Irgendwo zwischen dem Artikel, den Sie lesen, und der danebenstehenden Anzeige wird ein stiller Krieg um Ihre Aufmerksamkeit geführt. Die meisten Display-Anzeigen verlieren diese, weil Menschen Anzeigen einfach hassen – so sehr, dass große Tech-Unternehmen wie Perplexity oder Anthropic versuchen, sich von diesen invasiven Belastungen abzuwenden und nach besseren Monetarisierungsmodellen suchen. Doch ein neues KI-Tool von Forschern der University of Maryland und der Tilburg University möchte das ändern – indem es mit beunruhigend hoher Genauigkeit vorhersagt, ob Sie sich tatsächlich eine Anzeige ansehen, bevor jemand sie dort platziert. Das Tool heißt AdGazer und funktioniert, indem es sowohl die Werbung selbst als auch den umgebenden Webseiteninhalt analysiert – und dann vorhersagt, wie lange ein typischer Betrachter auf die Anzeige und das Markenlogo starren wird, basierend auf umfangreichen historischen Daten aus der Werbeforschung.

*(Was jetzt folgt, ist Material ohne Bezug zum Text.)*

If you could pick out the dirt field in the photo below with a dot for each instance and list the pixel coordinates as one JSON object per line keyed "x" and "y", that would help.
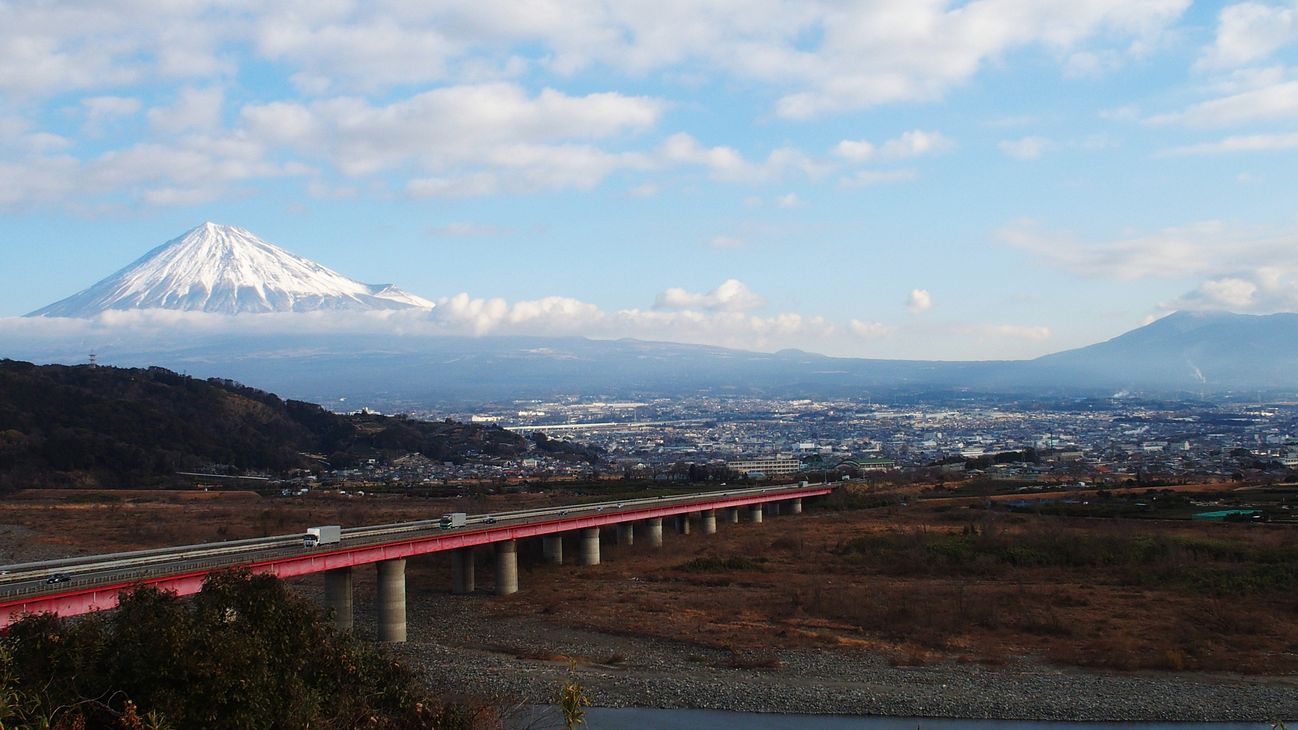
{"x": 917, "y": 585}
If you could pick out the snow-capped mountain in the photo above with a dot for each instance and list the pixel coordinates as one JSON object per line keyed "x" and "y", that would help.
{"x": 227, "y": 270}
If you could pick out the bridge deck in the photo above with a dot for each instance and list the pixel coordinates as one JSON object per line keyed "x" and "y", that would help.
{"x": 186, "y": 576}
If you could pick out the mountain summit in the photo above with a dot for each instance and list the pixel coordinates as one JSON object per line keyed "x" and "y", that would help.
{"x": 227, "y": 270}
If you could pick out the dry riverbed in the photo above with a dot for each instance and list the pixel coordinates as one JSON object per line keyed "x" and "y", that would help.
{"x": 464, "y": 648}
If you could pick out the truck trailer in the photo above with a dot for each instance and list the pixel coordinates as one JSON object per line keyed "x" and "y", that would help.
{"x": 453, "y": 520}
{"x": 322, "y": 535}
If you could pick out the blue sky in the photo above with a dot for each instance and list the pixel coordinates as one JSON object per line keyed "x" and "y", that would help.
{"x": 920, "y": 178}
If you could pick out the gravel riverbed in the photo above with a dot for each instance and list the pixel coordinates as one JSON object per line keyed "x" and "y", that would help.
{"x": 464, "y": 648}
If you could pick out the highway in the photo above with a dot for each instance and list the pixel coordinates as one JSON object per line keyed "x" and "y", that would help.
{"x": 31, "y": 578}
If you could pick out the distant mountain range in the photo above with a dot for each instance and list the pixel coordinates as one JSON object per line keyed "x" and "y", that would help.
{"x": 1184, "y": 355}
{"x": 227, "y": 270}
{"x": 223, "y": 269}
{"x": 109, "y": 426}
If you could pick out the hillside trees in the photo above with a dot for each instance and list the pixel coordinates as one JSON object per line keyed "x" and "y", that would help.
{"x": 243, "y": 654}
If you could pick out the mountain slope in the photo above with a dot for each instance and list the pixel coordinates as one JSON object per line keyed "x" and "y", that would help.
{"x": 227, "y": 270}
{"x": 81, "y": 425}
{"x": 1187, "y": 351}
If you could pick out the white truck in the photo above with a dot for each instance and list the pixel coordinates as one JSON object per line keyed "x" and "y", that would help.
{"x": 453, "y": 520}
{"x": 322, "y": 535}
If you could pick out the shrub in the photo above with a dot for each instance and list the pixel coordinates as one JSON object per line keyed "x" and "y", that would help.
{"x": 243, "y": 654}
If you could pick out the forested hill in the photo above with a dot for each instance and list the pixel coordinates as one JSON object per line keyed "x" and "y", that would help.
{"x": 109, "y": 426}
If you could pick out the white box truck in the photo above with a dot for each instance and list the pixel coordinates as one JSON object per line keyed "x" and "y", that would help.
{"x": 453, "y": 520}
{"x": 322, "y": 535}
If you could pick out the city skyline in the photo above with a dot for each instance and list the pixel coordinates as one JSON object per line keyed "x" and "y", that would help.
{"x": 923, "y": 181}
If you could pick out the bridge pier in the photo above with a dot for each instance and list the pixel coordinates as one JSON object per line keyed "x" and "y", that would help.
{"x": 338, "y": 596}
{"x": 552, "y": 546}
{"x": 589, "y": 546}
{"x": 506, "y": 568}
{"x": 653, "y": 528}
{"x": 391, "y": 598}
{"x": 462, "y": 570}
{"x": 709, "y": 522}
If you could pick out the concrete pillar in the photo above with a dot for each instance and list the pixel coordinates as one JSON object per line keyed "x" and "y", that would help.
{"x": 462, "y": 570}
{"x": 709, "y": 522}
{"x": 591, "y": 546}
{"x": 653, "y": 529}
{"x": 391, "y": 598}
{"x": 553, "y": 548}
{"x": 506, "y": 568}
{"x": 338, "y": 596}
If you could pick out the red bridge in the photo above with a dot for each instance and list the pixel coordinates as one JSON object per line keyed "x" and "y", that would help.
{"x": 83, "y": 585}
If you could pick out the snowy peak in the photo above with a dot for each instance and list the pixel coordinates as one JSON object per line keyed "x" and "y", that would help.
{"x": 229, "y": 270}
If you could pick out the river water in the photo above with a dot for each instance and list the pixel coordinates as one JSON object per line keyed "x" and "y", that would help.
{"x": 644, "y": 718}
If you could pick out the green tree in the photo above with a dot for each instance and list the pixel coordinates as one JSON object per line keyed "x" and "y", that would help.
{"x": 243, "y": 654}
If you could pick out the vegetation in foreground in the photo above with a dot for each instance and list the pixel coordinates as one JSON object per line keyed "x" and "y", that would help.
{"x": 926, "y": 583}
{"x": 243, "y": 654}
{"x": 112, "y": 426}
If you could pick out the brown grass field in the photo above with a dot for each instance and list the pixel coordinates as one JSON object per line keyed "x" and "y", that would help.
{"x": 917, "y": 583}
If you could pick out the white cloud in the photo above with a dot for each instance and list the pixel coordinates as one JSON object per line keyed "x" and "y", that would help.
{"x": 870, "y": 329}
{"x": 99, "y": 108}
{"x": 865, "y": 178}
{"x": 726, "y": 242}
{"x": 909, "y": 144}
{"x": 915, "y": 143}
{"x": 1024, "y": 148}
{"x": 1262, "y": 290}
{"x": 1250, "y": 31}
{"x": 732, "y": 295}
{"x": 1237, "y": 143}
{"x": 1236, "y": 268}
{"x": 856, "y": 150}
{"x": 1001, "y": 331}
{"x": 467, "y": 230}
{"x": 728, "y": 164}
{"x": 196, "y": 168}
{"x": 919, "y": 302}
{"x": 496, "y": 124}
{"x": 1251, "y": 96}
{"x": 194, "y": 109}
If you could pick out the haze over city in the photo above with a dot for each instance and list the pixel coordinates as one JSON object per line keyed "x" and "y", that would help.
{"x": 924, "y": 181}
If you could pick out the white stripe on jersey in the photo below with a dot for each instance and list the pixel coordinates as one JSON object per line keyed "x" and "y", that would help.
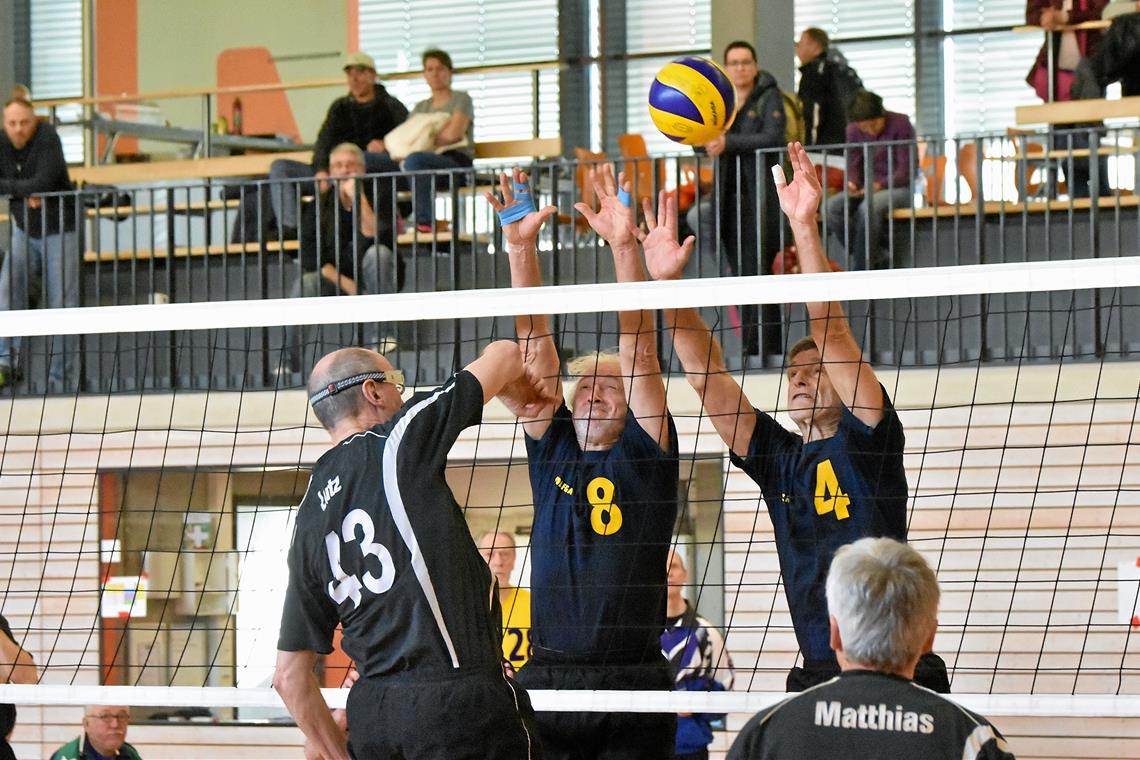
{"x": 400, "y": 515}
{"x": 977, "y": 740}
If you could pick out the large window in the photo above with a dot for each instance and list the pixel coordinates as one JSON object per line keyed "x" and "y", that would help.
{"x": 985, "y": 71}
{"x": 474, "y": 33}
{"x": 57, "y": 63}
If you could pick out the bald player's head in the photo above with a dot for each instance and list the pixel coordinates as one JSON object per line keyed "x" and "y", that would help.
{"x": 498, "y": 550}
{"x": 361, "y": 406}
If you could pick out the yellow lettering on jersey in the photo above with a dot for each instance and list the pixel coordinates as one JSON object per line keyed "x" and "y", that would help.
{"x": 829, "y": 495}
{"x": 605, "y": 516}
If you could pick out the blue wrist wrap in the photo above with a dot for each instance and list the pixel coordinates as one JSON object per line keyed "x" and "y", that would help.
{"x": 523, "y": 204}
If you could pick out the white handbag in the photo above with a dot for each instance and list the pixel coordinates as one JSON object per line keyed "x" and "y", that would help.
{"x": 416, "y": 133}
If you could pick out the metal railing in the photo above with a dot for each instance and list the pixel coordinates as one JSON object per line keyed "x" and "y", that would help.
{"x": 990, "y": 198}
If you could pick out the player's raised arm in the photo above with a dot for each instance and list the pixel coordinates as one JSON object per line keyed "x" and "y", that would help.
{"x": 295, "y": 681}
{"x": 502, "y": 372}
{"x": 700, "y": 354}
{"x": 520, "y": 222}
{"x": 853, "y": 378}
{"x": 641, "y": 367}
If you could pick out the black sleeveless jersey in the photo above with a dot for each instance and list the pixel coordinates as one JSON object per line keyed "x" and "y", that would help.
{"x": 381, "y": 547}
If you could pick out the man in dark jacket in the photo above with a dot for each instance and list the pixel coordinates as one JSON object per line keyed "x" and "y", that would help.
{"x": 45, "y": 245}
{"x": 363, "y": 116}
{"x": 1117, "y": 57}
{"x": 746, "y": 186}
{"x": 827, "y": 86}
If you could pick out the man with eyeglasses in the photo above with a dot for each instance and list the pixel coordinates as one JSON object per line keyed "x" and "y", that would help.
{"x": 104, "y": 736}
{"x": 381, "y": 547}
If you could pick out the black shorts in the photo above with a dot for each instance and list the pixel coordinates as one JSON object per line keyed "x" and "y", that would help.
{"x": 461, "y": 717}
{"x": 930, "y": 672}
{"x": 602, "y": 735}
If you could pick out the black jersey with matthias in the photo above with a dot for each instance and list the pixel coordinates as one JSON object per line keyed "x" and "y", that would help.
{"x": 821, "y": 496}
{"x": 603, "y": 522}
{"x": 862, "y": 713}
{"x": 381, "y": 546}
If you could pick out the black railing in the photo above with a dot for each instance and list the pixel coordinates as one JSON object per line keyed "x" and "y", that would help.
{"x": 991, "y": 198}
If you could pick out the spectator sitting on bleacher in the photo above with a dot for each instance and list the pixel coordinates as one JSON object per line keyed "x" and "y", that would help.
{"x": 45, "y": 243}
{"x": 457, "y": 135}
{"x": 866, "y": 210}
{"x": 345, "y": 236}
{"x": 363, "y": 117}
{"x": 1117, "y": 57}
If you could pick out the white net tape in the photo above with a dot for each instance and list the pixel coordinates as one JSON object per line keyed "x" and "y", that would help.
{"x": 928, "y": 282}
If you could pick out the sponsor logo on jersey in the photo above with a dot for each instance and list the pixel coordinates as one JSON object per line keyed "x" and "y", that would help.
{"x": 332, "y": 488}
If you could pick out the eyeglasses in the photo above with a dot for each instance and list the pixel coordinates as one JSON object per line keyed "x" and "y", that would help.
{"x": 392, "y": 376}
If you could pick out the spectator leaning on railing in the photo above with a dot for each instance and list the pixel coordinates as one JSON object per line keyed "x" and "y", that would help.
{"x": 344, "y": 242}
{"x": 827, "y": 87}
{"x": 868, "y": 210}
{"x": 45, "y": 244}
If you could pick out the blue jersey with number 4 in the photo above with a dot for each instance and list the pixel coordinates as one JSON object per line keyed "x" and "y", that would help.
{"x": 603, "y": 523}
{"x": 822, "y": 495}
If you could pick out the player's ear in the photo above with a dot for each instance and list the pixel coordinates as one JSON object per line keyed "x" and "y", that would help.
{"x": 373, "y": 393}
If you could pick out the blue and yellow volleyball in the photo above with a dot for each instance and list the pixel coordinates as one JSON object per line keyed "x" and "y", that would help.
{"x": 691, "y": 100}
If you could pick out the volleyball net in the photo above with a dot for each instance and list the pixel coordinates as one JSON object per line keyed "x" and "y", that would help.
{"x": 144, "y": 525}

Das Team trainierte das System mit Eye-Tracking-Daten von 3531 digitalen Display-Anzeigen. Echte Personen trugen Eye-Tracking-Geräte, durchforsteten Seiten, und ihre Blickmuster wurden aufgezeichnet. AdGazer lernte daraus. Bei Tests an Anzeigen, die es zuvor noch nie gesehen hatte, sagte es die Aufmerksamkeit mit einer Korrelation von 0,83 voraus – was bedeutet, dass seine Prognosen in etwa 83 % der Fälle mit den tatsächlichen menschlichen Blickmustern übereinstimmten. Im Gegensatz zu anderen Tools, die sich nur auf die Anzeige selbst konzentrieren, liest AdGazer die gesamte Seite um die Anzeige herum. Ein Finanznachrichtartikel neben einer Luxusuhrenanzeige verhält sich anders als dieselbe Uhrenanzeige neben einem Sportergebnis-Ticker. Der umgebende Kontext, so die Studie, veröffentlicht im Journal of Marketing, macht mindestens 33 % der Aufmerksamkeit aus, die eine Anzeige erhält – und etwa 20 % der Zeit, die Zuschauer speziell auf die Marke schauen. Das ist eine große Sache für Marketer, die lange angenommen haben, dass die kreative Gestaltung allein die ganze Arbeit leistet.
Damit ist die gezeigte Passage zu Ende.